È anche motivo di grande mistero. Molti vescovi si sono dichiarati stupiti e perplessi dall’ondata di nuovi convertiti che hanno affollato le loro chiese questa Pasqua. Ciò non rientrava in nessun programma di nuova evangelizzazione. Nessuno sembra avere una spiegazione del perché il cattolicesimo, in particolare il cattolicesimo tradizionale, sia improvvisamente diventato popolare tra la Generazione Z.
Tuttavia, vi sono coloro che potrebbero essere definiti «scettici del risveglio». Sono turbati da ciò che sta accadendo.

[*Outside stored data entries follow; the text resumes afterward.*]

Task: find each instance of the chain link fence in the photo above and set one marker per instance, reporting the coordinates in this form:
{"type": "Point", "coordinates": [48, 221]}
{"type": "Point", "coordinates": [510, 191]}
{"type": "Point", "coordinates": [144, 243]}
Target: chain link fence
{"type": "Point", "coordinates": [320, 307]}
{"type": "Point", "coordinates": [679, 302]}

Questi critici minimizzano la tendenza, definendola interessante ma non significativa. Alcuni adottano un atteggiamento attendista per evitare di apparire esagerati. Altri mettono in guardia dal pericolo di politicizzare la tradizione cattolica, mettendo così in dubbio che lo Spirito sia davvero all’opera.
Più gli scettici sono progressisti, più si percepisce in loro la paura. Temono che questo risveglio possa sfuggire di mano. Intanto, cercano di sminuire il risveglio e di ridurne l'importanza.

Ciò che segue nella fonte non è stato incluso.